A not-so-lonely island 🚁
On September 22, Finnish commandos raided a tiny island in an archipelago between Finland and Sweden, and no one is totally sure why. State officials say the operation was part of a “crackdown on money laundering and cheating on tax and pension payments,” but “few are convinced,” says The New York Times. The island belonged to Pavel Melnikov, “a 54-year-old Russian from St. Petersburg,” but there’s widespread speculation that he was holding (and developing) the property for the Russian military. Some of the theories even guess that the island was being prepped to “service submarines.”
Is that even feasible? “Moscow has denied so many strange and sinister things that have turned out to be true — or at least far more plausible than the Kremlin’s often-risible counter stories — that even the most seemingly far-fetched speculation about Russian mischief tends to acquire traction,” writes Andrew Higgins. Read his story here at The New York Times.

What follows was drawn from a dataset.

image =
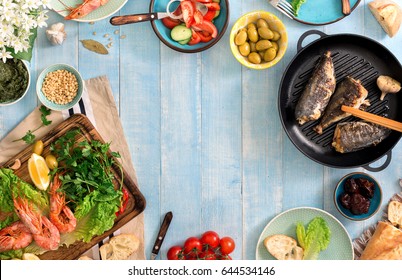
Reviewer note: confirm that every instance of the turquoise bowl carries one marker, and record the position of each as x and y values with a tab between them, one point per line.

Taibbi says America can learn from Russia 🚌
Over at Rolling Stone, columnist Matt Taibbi penned a scathing attack on Americans’ growing hostility to immigrants, which he says is part of the hegemonic decline that’s already eroded even more of Russia. Both countries, he argues, are struggling for similar reasons: “drug and alcohol abuse, poor diet, despair, pessimism, suicide, lack of social mobility, poor access to health care, high income inequality.” A mix of satire and analysis, Taibbi’s text treats Russia’s “art of disinclining visitors” as a cautionary tale from which Americans might learn a thing or two.
Galeotti says Putin’s meddling is Russia’s toxic doom 🤷♂️
In an op-ed published in The Guardian, political expert Mark Galeotti argues that Vladimir Putin’s penchant for using “spies, trolls, diplomats, and lobbyists to take every opportunity to divide, distract, and disrupt the West” overlooks the “resilience that lies beneath the surface of fractiousness and short-termism.” In Britain, Russia’s “black cash” spook money possibly funneled to pro-Brexit interest groups could end up invalidating the entire vote, damaging Russia’s geopolitical interests once again, says Galeotti.
Why has the Kremlin embarked on this dangerous path that risks pariah status? Galeotti says Putin’s “self-harming passion for subversion” is the “toxic product of a KGB background, a nationalist’s anger at the decline of the superpower, and a lack of other, more acceptable, ways of advancing Russia’s agenda.”